I would love to talk to former Times executive editor Jill Abramson and all the female editors who left in her wake about this view that saying horribly misogynist things about the boss and colleagues is somehow not a strong enough reason to fire someone. Would she have let that stand on her watch?
Gun Laws and Mental Health
I’m also seeing that kind of unquestioning credulity in the reporting of the loosening - hell, the eradication - of gun laws in various states around the country. Georgia, which saw a shooting this week in a medical facility, now allows total open carry, no permit involved, and doesn’t care if you have mental health issues.
And none of the stories I have read about this have mentioned that “mental instability” used to be the excuse gun advocates gave for why shootings happened in the first place.
Do you remember that tired excuse that it’s not guns, it’s mental illness? Now, journalists are reporting changes in gun laws, and shootings by people with mental health issues, without putting the two issues together.
What if… hear me out on this… having access to guns allows people battling demons to be more destructive? What if… we invested as much of our state budgets in mental health care as we do in tax breaks and incentives for billionaires?

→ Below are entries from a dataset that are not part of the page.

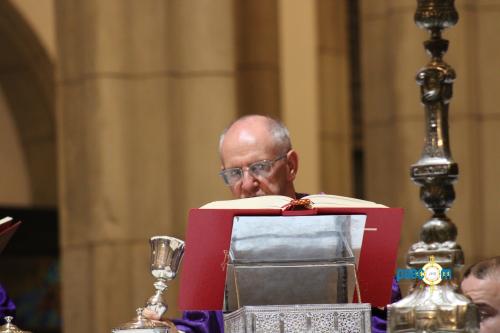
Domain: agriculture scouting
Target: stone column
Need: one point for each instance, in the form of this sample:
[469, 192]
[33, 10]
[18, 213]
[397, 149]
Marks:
[335, 125]
[114, 148]
[203, 98]
[257, 57]
[299, 81]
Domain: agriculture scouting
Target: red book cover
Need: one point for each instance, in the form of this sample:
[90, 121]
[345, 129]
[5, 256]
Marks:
[209, 234]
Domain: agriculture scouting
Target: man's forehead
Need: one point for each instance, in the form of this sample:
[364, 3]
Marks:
[482, 289]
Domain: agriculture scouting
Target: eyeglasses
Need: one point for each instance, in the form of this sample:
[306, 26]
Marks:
[259, 169]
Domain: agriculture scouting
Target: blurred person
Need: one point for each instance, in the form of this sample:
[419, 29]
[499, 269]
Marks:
[481, 283]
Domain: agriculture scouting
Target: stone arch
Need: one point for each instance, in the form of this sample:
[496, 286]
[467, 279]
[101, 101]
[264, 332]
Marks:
[27, 79]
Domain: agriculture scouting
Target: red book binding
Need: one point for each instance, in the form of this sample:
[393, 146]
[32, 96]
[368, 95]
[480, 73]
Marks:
[209, 234]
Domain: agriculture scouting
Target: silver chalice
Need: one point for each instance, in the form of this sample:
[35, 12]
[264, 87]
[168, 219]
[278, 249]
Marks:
[166, 256]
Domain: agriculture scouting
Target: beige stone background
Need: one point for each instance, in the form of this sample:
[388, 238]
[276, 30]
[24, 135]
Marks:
[110, 111]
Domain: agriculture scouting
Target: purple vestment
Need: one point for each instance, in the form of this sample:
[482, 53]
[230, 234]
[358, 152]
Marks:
[7, 307]
[212, 321]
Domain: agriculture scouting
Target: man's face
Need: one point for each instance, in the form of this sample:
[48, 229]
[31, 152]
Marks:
[244, 146]
[486, 295]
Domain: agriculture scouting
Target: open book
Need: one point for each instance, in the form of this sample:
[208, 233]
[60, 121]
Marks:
[281, 201]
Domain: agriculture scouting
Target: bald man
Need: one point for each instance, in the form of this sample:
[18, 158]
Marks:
[482, 284]
[257, 158]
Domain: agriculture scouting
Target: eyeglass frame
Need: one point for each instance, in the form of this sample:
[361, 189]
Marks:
[248, 168]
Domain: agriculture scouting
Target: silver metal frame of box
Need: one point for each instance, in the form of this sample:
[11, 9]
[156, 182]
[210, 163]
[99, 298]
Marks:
[303, 318]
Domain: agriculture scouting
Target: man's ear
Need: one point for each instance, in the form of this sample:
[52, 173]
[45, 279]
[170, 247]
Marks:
[293, 164]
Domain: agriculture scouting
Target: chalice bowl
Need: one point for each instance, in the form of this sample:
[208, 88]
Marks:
[166, 256]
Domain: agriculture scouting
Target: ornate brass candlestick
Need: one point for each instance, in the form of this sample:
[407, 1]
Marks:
[435, 307]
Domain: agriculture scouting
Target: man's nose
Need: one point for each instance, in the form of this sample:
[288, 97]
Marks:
[248, 181]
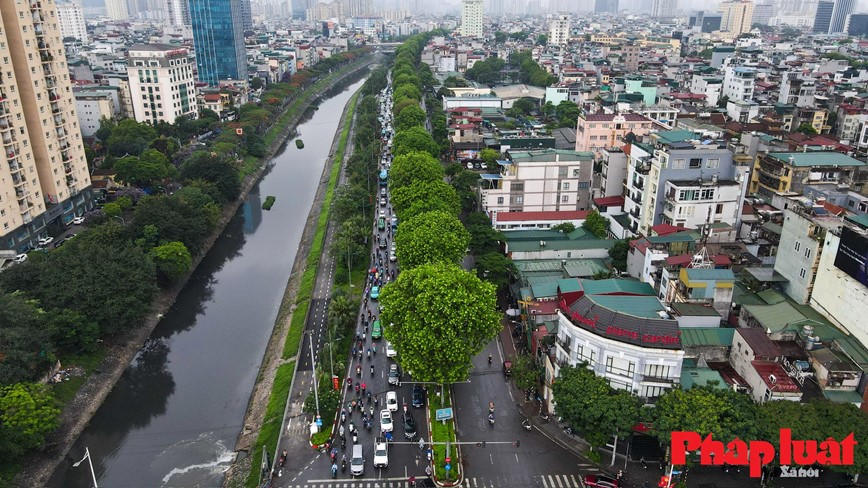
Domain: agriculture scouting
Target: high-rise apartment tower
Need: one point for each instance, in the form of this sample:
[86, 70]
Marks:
[218, 38]
[44, 180]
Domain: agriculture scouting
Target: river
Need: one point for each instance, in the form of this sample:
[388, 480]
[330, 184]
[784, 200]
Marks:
[174, 416]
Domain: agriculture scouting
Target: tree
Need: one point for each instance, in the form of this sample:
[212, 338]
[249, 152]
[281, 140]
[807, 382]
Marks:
[25, 338]
[220, 171]
[596, 224]
[412, 116]
[425, 196]
[431, 237]
[438, 317]
[414, 167]
[173, 260]
[495, 268]
[414, 139]
[589, 404]
[130, 138]
[27, 414]
[618, 254]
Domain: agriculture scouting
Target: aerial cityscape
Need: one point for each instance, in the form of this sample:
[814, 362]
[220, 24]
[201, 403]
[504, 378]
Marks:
[475, 243]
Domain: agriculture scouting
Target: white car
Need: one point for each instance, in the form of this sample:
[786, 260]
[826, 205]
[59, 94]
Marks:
[386, 421]
[392, 401]
[381, 454]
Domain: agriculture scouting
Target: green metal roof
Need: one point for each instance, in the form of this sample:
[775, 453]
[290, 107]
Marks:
[636, 306]
[614, 285]
[816, 158]
[706, 336]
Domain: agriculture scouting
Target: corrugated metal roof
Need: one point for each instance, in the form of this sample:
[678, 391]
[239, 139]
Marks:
[707, 336]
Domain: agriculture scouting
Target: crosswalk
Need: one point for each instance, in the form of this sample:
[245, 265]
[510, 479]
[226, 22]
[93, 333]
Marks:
[545, 481]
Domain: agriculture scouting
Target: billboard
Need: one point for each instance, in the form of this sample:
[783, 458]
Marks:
[852, 257]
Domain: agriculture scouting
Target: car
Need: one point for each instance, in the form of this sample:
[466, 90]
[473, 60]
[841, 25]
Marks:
[409, 426]
[600, 481]
[381, 454]
[386, 424]
[418, 398]
[394, 375]
[392, 401]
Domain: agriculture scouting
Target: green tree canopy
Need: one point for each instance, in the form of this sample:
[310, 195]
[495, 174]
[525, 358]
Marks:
[438, 317]
[425, 196]
[431, 237]
[173, 260]
[412, 116]
[130, 138]
[27, 414]
[414, 167]
[588, 403]
[596, 224]
[414, 139]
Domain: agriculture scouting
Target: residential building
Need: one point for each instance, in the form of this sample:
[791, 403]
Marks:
[791, 171]
[71, 20]
[823, 17]
[161, 81]
[47, 182]
[738, 83]
[218, 39]
[840, 11]
[117, 9]
[92, 106]
[736, 16]
[595, 132]
[539, 181]
[471, 18]
[559, 30]
[622, 332]
[841, 282]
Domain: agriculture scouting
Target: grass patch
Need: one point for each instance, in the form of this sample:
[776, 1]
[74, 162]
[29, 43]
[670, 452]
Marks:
[269, 432]
[441, 432]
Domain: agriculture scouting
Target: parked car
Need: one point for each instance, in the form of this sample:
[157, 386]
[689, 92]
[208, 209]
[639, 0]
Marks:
[381, 454]
[392, 401]
[418, 399]
[386, 424]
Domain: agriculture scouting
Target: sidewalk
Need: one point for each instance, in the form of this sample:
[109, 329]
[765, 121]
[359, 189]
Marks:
[633, 473]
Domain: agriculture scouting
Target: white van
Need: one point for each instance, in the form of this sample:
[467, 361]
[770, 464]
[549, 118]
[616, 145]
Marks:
[357, 463]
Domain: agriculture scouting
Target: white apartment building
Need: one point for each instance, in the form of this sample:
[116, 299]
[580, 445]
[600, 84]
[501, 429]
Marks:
[71, 21]
[540, 180]
[46, 180]
[738, 83]
[691, 203]
[161, 83]
[559, 30]
[736, 17]
[471, 18]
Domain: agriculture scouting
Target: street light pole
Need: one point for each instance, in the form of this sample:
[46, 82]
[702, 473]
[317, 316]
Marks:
[90, 463]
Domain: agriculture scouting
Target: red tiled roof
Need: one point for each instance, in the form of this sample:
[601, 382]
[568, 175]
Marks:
[551, 215]
[616, 201]
[769, 369]
[610, 117]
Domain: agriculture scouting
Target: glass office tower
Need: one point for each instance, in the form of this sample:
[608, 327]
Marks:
[218, 38]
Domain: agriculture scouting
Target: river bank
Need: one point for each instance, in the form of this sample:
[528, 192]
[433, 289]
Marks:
[122, 349]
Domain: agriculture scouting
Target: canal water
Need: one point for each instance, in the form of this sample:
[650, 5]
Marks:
[174, 416]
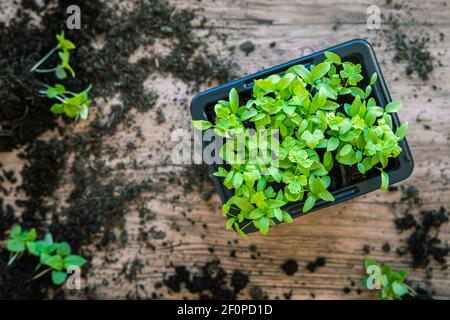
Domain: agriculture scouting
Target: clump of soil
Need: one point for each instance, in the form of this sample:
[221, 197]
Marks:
[257, 293]
[210, 282]
[313, 265]
[290, 267]
[423, 243]
[247, 46]
[410, 43]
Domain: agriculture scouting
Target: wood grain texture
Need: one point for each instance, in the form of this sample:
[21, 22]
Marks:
[338, 233]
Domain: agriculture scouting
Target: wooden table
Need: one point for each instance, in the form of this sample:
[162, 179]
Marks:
[337, 233]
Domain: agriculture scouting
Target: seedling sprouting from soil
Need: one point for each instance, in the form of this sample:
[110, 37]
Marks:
[324, 115]
[390, 283]
[72, 104]
[54, 257]
[63, 48]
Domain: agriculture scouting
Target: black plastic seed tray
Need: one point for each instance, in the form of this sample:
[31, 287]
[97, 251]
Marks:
[347, 182]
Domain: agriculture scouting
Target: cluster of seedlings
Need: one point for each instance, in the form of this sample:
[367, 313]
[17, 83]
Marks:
[391, 284]
[318, 129]
[54, 257]
[73, 105]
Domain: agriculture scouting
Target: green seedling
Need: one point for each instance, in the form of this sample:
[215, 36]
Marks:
[54, 257]
[316, 131]
[63, 48]
[19, 242]
[390, 283]
[72, 104]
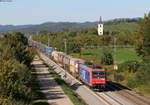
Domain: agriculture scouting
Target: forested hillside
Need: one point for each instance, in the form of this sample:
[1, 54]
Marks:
[115, 25]
[132, 52]
[15, 70]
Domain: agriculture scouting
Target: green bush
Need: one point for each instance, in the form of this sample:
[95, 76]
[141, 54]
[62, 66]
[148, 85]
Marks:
[107, 58]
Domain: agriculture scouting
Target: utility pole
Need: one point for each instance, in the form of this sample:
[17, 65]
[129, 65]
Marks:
[65, 45]
[115, 61]
[48, 40]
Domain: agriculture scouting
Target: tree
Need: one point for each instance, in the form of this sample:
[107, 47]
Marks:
[143, 38]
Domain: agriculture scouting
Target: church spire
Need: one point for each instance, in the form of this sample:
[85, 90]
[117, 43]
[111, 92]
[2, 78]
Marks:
[100, 20]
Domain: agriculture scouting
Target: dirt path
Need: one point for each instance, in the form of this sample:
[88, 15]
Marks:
[50, 88]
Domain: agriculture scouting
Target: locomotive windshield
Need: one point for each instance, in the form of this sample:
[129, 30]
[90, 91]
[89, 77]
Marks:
[98, 74]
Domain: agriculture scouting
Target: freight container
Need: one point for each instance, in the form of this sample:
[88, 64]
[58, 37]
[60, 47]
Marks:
[84, 74]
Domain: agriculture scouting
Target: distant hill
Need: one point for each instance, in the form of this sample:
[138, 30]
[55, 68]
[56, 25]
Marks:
[48, 26]
[61, 26]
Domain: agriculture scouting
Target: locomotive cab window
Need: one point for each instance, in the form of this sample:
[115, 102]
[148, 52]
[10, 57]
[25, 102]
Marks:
[98, 74]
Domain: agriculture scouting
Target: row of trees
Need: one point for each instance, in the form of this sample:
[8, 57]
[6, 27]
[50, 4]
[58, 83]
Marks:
[15, 69]
[132, 73]
[136, 74]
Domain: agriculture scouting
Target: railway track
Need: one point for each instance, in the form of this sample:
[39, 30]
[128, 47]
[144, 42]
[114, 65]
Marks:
[138, 100]
[99, 98]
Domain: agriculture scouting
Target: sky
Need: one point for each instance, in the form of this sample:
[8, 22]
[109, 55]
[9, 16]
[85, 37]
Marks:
[20, 12]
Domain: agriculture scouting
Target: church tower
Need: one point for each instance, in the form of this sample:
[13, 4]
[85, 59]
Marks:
[100, 27]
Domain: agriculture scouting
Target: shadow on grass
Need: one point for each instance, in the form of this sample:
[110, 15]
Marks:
[40, 103]
[38, 98]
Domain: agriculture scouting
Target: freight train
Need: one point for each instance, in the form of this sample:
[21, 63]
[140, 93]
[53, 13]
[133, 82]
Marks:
[90, 74]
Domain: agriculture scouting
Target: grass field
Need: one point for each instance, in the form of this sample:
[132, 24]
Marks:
[122, 28]
[121, 55]
[38, 97]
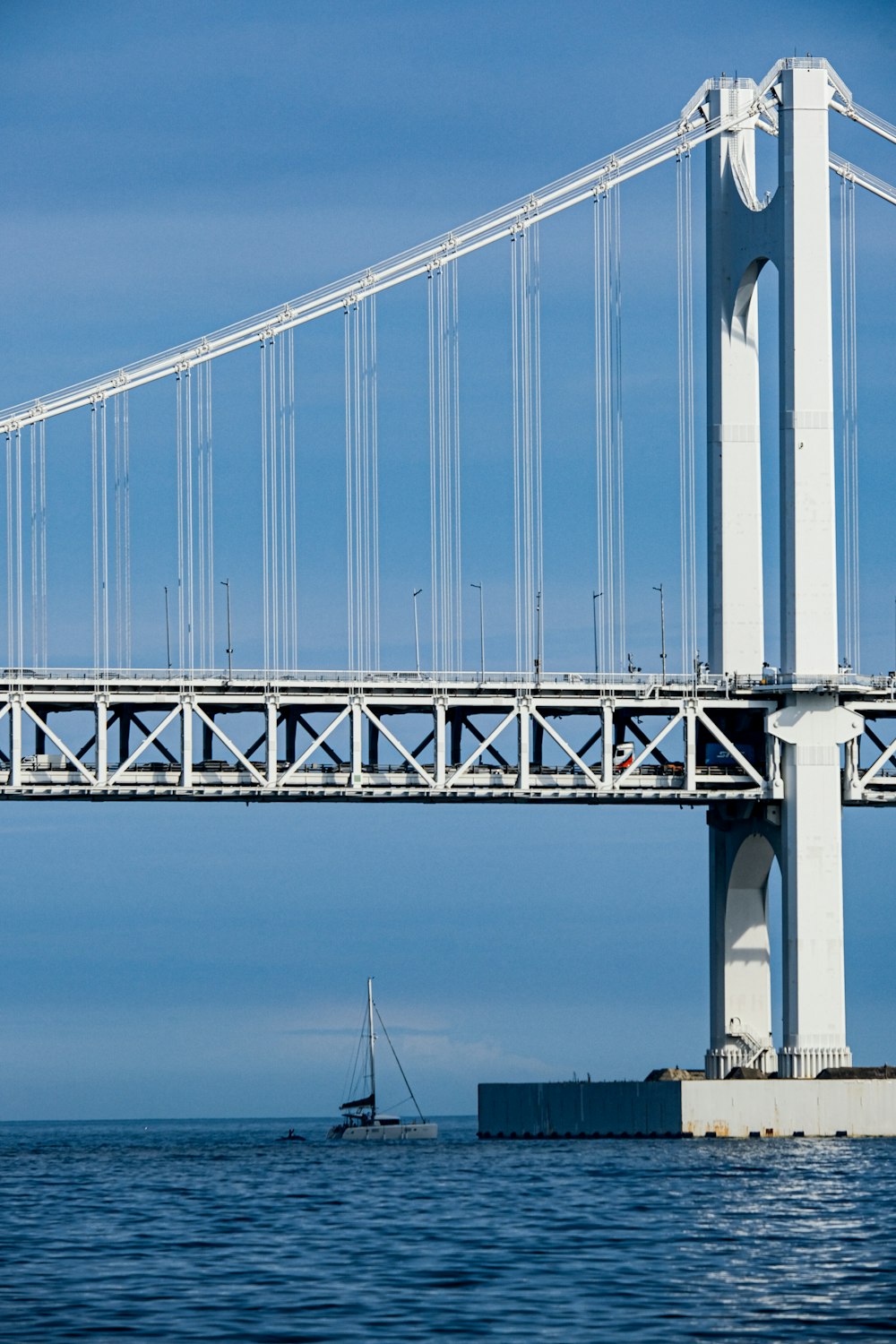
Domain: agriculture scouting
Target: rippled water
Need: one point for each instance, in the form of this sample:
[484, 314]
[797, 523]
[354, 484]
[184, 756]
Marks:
[211, 1230]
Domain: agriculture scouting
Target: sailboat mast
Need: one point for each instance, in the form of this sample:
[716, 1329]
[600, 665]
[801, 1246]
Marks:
[371, 1038]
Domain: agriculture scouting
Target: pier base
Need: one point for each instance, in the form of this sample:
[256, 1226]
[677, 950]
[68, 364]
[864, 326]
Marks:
[774, 1107]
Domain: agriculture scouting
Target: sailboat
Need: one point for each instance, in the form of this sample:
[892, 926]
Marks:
[360, 1117]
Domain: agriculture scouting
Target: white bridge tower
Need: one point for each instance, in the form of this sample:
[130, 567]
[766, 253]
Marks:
[793, 231]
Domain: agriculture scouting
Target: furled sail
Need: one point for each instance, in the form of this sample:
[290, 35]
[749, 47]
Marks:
[359, 1104]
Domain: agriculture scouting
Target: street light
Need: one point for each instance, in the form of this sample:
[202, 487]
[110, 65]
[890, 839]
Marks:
[417, 631]
[662, 626]
[225, 583]
[481, 632]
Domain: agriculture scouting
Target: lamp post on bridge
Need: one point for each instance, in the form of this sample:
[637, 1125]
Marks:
[481, 632]
[225, 583]
[662, 628]
[417, 631]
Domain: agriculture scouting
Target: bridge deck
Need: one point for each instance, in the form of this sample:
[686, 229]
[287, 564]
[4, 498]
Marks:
[397, 737]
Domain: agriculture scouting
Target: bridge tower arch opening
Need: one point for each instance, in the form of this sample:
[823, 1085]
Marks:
[791, 228]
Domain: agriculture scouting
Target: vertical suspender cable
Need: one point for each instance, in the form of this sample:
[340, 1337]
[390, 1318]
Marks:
[265, 537]
[42, 550]
[188, 515]
[349, 491]
[432, 306]
[849, 429]
[201, 516]
[686, 470]
[445, 464]
[210, 515]
[293, 524]
[117, 470]
[607, 489]
[528, 550]
[618, 446]
[34, 538]
[375, 478]
[94, 513]
[600, 589]
[11, 647]
[104, 537]
[19, 566]
[125, 443]
[182, 642]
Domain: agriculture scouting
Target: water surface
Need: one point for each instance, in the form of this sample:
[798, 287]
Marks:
[212, 1230]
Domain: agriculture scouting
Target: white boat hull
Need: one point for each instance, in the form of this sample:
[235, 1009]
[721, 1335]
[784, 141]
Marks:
[382, 1133]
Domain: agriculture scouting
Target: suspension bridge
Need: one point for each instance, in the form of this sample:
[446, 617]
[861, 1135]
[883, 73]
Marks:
[116, 491]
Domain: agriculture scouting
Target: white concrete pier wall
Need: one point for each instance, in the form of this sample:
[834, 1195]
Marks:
[775, 1107]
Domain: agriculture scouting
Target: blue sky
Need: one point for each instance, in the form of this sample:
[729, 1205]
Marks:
[175, 167]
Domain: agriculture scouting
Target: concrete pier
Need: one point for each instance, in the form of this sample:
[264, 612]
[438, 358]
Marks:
[774, 1107]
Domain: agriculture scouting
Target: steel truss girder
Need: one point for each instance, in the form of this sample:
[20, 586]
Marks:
[869, 769]
[514, 726]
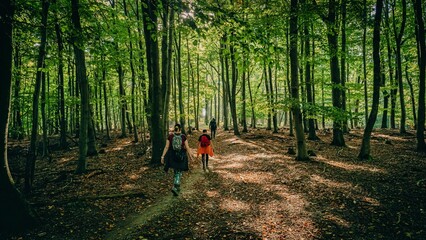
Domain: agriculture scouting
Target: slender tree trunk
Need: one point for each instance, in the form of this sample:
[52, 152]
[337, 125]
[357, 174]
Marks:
[80, 63]
[332, 37]
[309, 95]
[153, 62]
[106, 105]
[300, 137]
[43, 116]
[30, 163]
[343, 66]
[365, 146]
[233, 91]
[16, 213]
[289, 80]
[398, 42]
[272, 100]
[18, 129]
[179, 83]
[364, 61]
[421, 51]
[132, 69]
[243, 91]
[62, 120]
[225, 80]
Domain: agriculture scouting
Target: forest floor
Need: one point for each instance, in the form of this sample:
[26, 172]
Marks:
[255, 190]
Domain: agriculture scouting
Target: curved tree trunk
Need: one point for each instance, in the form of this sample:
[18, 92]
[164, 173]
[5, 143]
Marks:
[365, 147]
[300, 137]
[80, 63]
[421, 51]
[16, 213]
[30, 164]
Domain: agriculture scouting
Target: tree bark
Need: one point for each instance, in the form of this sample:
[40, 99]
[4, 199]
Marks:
[30, 163]
[16, 213]
[300, 137]
[80, 63]
[365, 146]
[398, 58]
[153, 61]
[421, 51]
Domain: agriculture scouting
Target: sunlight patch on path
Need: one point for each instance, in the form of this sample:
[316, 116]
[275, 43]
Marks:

What if… we cared more about people than weapons?
And what if… journalists based their reporting on that dichotomy?
The Atlanta shooter’s mother would not tell the press why her son was at the medical facility that day, but she hinted at it.
“My son…has an affliction with mental illness and mental health illnesses,” the mother told reporters. She added that her son had successful treatment for his issues while he was in the Coast Guard.
"They made it to where we found the right cocktail and information for him that helped him to move throughout the days and learn his symptoms and how to try to, you know, make sure he took his medication.”
I want to know what happened after that. Was he not taking his medication? Did he have trouble getting a doctor’s appointment or getting good treatment after he left the Coast Guard? Where did he get his gun, and how? And how could this have been prevented?
If I’m an editor, that’s what I’m asking my reporters to find out. What is the problem? And what are the solutions? Not, “is the solution politically expedient,” but what the solutions are.
That is the role of journalism at its best. There are some great news outlets that do “best.” Sadly, though, they are few and far between.
Great piece, Carrie. I think the “lying” is thanks to agendas and echo chambers, and it happens on the left as much as the right. For instance, so many stories I’ve read parrot the line that puberty blocking hormones are “completely safe and reversible” without mentioning that Lupron is a cancer drug that’s causing long term issues with fertility and sexual function. Is that lying? Or just omitting? Or toeing a line? Or being lazy? Or telling a noble lie? Or actually believing something that’s wrong? Or waiting for someone to say it first and make it ok?